Q5: What happens if my business makes a loss?
If you have a tax loss, you will not have any CT liability for that period. As per Article 37, you can carry forward these tax losses indefinitely to offset against taxable income in future periods, subject to certain conditions (e.g., the offset cannot exceed 75% of the taxable income for that future period).
Q6: I run a business from a free zone. Is all my income tax-free?
Not automatically. Only a 'Qualifying Free Zone Person' (QFZP) that meets all strict conditions (substance, qualifying income, etc.) can benefit from the 0% rate on their 'Qualifying Income'. Any income that does not qualify is taxed at the standard 9% rate.

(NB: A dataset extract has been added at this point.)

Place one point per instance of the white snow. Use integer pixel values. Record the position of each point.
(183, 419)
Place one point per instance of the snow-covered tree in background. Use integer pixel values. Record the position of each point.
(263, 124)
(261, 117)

11. The TaxNexus Pro Verdict
The introduction of Corporate Tax marks a significant evolution in the UAE's fiscal landscape. While online calculators provide a preliminary estimate, they cannot replace a thorough understanding of the law as detailed in this UAE corporate tax calculator FTA guide. The key to effective tax management is not just calculation, but meticulous record-keeping and a proactive approach to compliance. For the 2025-26 financial year, businesses must prioritize understanding their specific classification—be it mainland, QFZP, or eligible for SBR—and maintain the necessary documentation to support their tax position. Compliance is not a year-end task; it is a continuous business process.